Production and titration of recombinant lentivirus vectors

For the preparation of lentivirus vectors, pHelper 1.0 plasmid DNA (15 μg), pHelper 2.0 plasmid DNA (10 μg), pGCSIL-GFP plasmid DNA (20 μg) were co-transfected into subconfluent 293T cells using Lipofectamine 2000. Infectious lentiviruses were harvested at 48 h post-transfection. The recombinant pGCSIL-shVEGF and pGCSIL-GFP viral vector titers were determined by fluorescence-activated cell sorting analysis of GFP+ 293T cells. Virus titers were 108 transducing units/ml medium.

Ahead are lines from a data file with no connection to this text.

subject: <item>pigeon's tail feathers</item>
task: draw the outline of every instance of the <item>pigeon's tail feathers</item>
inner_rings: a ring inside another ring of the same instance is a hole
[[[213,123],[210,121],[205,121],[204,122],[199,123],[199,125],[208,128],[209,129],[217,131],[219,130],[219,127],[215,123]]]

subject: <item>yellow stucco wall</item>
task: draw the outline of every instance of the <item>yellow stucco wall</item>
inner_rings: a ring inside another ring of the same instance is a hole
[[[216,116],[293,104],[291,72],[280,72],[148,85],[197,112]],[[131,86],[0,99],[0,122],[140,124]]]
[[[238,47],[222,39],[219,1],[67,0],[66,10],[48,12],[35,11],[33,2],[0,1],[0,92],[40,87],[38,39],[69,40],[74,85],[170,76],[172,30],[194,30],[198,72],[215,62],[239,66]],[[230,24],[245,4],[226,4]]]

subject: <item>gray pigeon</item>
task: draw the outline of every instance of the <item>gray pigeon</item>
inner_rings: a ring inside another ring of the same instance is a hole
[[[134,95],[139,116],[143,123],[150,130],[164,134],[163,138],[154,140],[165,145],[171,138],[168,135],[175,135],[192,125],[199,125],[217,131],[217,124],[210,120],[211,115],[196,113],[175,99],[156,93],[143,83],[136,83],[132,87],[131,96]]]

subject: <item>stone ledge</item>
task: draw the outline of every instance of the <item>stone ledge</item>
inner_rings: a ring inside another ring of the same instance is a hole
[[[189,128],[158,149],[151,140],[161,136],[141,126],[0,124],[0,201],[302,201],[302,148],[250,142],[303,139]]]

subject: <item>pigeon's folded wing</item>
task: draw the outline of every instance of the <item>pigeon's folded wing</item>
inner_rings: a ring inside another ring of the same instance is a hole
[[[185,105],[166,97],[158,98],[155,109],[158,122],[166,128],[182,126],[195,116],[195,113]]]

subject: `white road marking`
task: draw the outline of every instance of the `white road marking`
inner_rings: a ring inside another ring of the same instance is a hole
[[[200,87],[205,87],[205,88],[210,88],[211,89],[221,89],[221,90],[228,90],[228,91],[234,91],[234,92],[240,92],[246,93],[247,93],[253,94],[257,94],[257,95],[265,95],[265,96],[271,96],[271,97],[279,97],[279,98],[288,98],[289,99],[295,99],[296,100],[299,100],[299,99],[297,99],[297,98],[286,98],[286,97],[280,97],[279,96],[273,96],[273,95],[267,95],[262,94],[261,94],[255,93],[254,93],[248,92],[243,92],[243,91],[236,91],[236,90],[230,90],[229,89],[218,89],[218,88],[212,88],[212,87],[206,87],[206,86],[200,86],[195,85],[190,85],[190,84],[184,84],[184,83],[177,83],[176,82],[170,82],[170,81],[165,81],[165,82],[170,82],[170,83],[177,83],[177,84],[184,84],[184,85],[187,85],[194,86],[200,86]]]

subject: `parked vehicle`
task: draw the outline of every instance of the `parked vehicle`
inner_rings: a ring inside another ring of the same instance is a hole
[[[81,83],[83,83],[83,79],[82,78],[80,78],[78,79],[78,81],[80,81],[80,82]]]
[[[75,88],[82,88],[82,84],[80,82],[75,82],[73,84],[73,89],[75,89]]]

Infection of HUVECs with lentivirus vectors

On the day of transduction, cells were plated at 4 × 103 cells/well in 96-well plates along with lenti-hVEGF at different MOIs in serum-free growth medium containing 5 μg/ml polybrene. After 4 h, serum containing growth medium was added and then replaced after 48 h. Five days post-infection, reporter gene expression was examined using fluorescent microscopy. HUVECs were plated in T-75 flasks and transduced at an MOI of 200 for transplantation; then, HUVECpGCSIL-GFP and HUVECpGCSIL-shVEGF cells were passaged and prepared for cell transplantation. The proportion of GFP-expressing cells upon transplantation was measured by flow cytometry.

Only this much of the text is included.